In late June 2021, America and the world watched in horror as rescuers combed through piles of rubble and everyday household goods looking for survivors of the condo building collapse in Surfside, Florida. After the first few hours, no survivors were found. Ninety-eight lives and 136 homes were lost.
In the following days, information emerged about known issues with Champlain Towers South, and several nearby condo buildings were evacuated because they too had significant deferred maintenance that led to potentially life-threatening structural deficiencies. The tragedy has focused attention on an emerging challenge: significant deferred maintenance of aging condo and co-op infrastructure.
Condos and co-ops are an affordable homeownership option in many markets and a lifestyle choice for many buyers.
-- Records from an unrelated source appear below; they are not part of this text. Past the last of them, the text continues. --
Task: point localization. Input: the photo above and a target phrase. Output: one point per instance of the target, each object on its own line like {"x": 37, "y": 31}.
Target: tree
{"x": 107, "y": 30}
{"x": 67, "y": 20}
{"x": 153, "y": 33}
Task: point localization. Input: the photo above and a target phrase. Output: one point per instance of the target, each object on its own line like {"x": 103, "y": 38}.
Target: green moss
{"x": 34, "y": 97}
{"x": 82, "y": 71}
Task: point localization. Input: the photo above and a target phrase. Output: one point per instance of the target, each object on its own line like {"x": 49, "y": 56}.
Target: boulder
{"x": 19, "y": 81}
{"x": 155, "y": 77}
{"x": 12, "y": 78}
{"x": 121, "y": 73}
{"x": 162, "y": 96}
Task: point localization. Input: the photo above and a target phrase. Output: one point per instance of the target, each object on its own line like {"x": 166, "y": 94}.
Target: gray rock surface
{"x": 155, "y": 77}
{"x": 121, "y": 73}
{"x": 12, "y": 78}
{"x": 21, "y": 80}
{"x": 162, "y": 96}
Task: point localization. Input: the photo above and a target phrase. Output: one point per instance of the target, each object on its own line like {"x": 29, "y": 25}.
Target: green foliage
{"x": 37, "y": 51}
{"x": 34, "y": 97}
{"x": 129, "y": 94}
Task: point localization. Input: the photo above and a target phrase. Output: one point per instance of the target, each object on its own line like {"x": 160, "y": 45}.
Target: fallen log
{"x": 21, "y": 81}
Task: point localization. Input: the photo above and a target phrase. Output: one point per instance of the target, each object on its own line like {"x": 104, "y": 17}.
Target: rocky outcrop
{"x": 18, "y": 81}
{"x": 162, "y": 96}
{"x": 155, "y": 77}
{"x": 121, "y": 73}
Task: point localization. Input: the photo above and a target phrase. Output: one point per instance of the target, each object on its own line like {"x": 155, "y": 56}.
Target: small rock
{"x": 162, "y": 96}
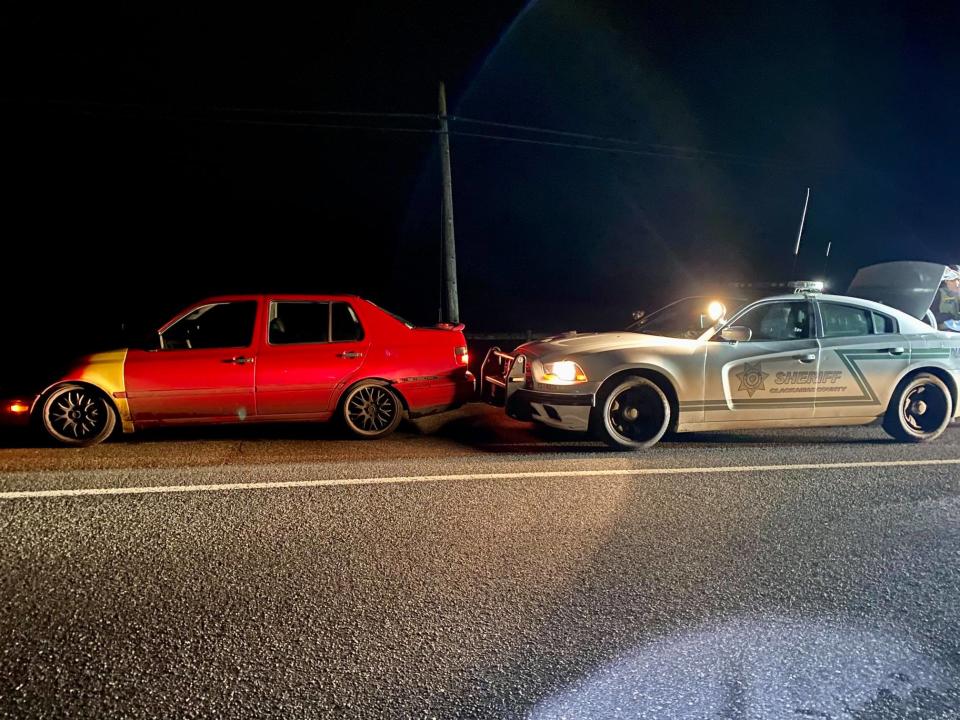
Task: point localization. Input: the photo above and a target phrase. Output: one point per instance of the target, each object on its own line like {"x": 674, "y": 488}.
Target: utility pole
{"x": 451, "y": 302}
Fannie Mae has been a secondary market leader in condo and co-op financing for a number of years. With a shortage of housing supply, it’s more important than ever for us to reaffirm our commitment to supporting sustainable homeownership in condo and co-op projects.
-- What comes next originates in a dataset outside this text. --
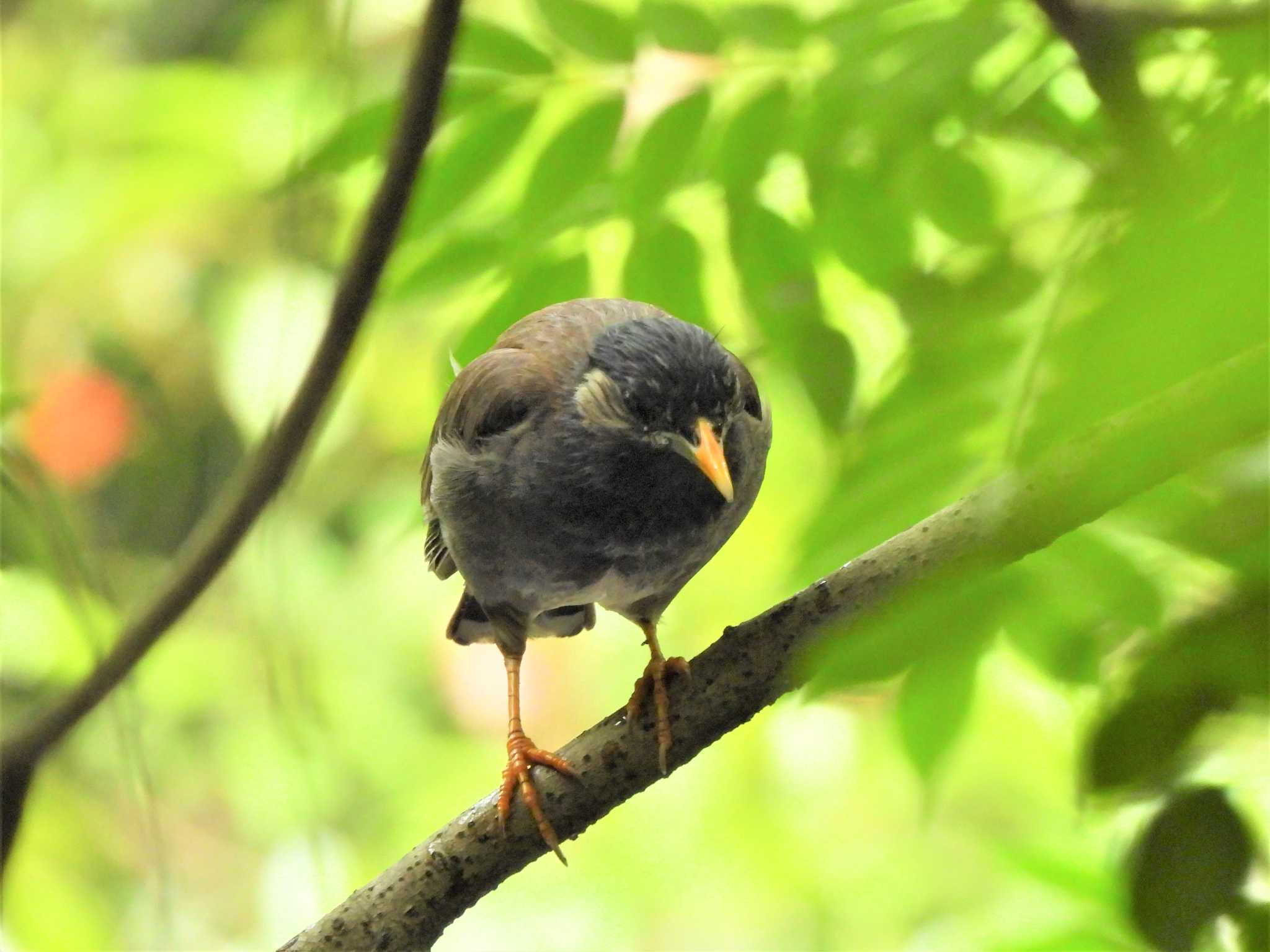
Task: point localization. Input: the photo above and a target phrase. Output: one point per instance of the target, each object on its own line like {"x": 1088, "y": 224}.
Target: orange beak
{"x": 710, "y": 460}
In response to increasing concerns about aging infrastructure, we are taking measures to address issues of significant deferred maintenance that may impact the safety, soundness, structural integrity, or habitability of a condo or co-op unit or the overall project and its amenities. (See Lender Letter LL-2021-14, Temporary Requirements for Condo and Co-op Projects.)
Loans secured by units in attached condo and co-op projects with significant deferred maintenance or that have received a repair directive from a local regulatory authority or inspection agency to make repairs due to unsafe conditions are ineligible for delivery to us until required repairs have been made. In support of our updated requirements, we have:
- enacted stricter eligibility review requirements for any condo or co-op project that has issued or is planning to issue a special assessment to address deferred maintenance items that impact the safety, soundness, structural integrity, or habitability of a condo or co-op;
- strengthened lender requirements for review of condo and co-op project reserves; and
- reminded lenders and appraisers that appraisals on units in condo and co-op projects must document any special assessments or deferred maintenance that may impact the safety, soundness, structural integrity, or habitability of a condo or co-op unit or the overall project and its amenities.
Even before the Surfside collapse, the industry recognized the challenge posed by the aging of buildings that were constructed or converted from rentals in the 1970s, ‘80s, and ‘90s. In 2020, the Foundation for Community Association Research published Breaking Point: Examining Aging Infrastructure in Community Associations. The report stated that “… association homeowners and boards often are focused on keeping regular assessments low and only investing in visible, immediate outcomes.” It went on to say that “Too often … associations fail to recognize serious structural and system failures. When damage becomes so obvious that it cannot be ignored, the tendency is to make superficial or temporary repairs and postpone comprehensive, in-depth restoration.”
Condos and co-ops provide homeownership options in a variety of styles. High-rise buildings, which are especially popular in urban areas and near beaches, may offer great views and rooftop decks – and they come with elevators and underground parking garages, like Champlain Towers South, that require ongoing maintenance. Garden-style developments with three or fewer stories may have less obvious ongoing infrastructure needs, but foundations must be maintained to avoid water intrusion or structural collapse, roofs must be maintained so they don’t leak or cave in, and balconies must be repaired or replaced periodically to maintain structural integrity and remain safe.
Adequate financial reserves are critical to funding the significant maintenance that supports ongoing viability of condo and co-op projects. To maintain homeownership sustainability, Fannie Mae has long required scrutiny of project reserves on loans delivered to us, as well as disclosure of any special assessments and review of a number of other important project characteristics that would impact mortgage borrowers. Our latest guidelines reinforce our project reserve requirements and focus on their importance.
With the new temporary requirements in place until further notice, we are also in the process of conducting a deeper analysis of the challenges surrounding aging condo and co-op infrastructure. We remain committed to providing sustainable homeownership opportunities for a range of housing types and helping to protect borrowers from physically unsafe or financially unstable projects.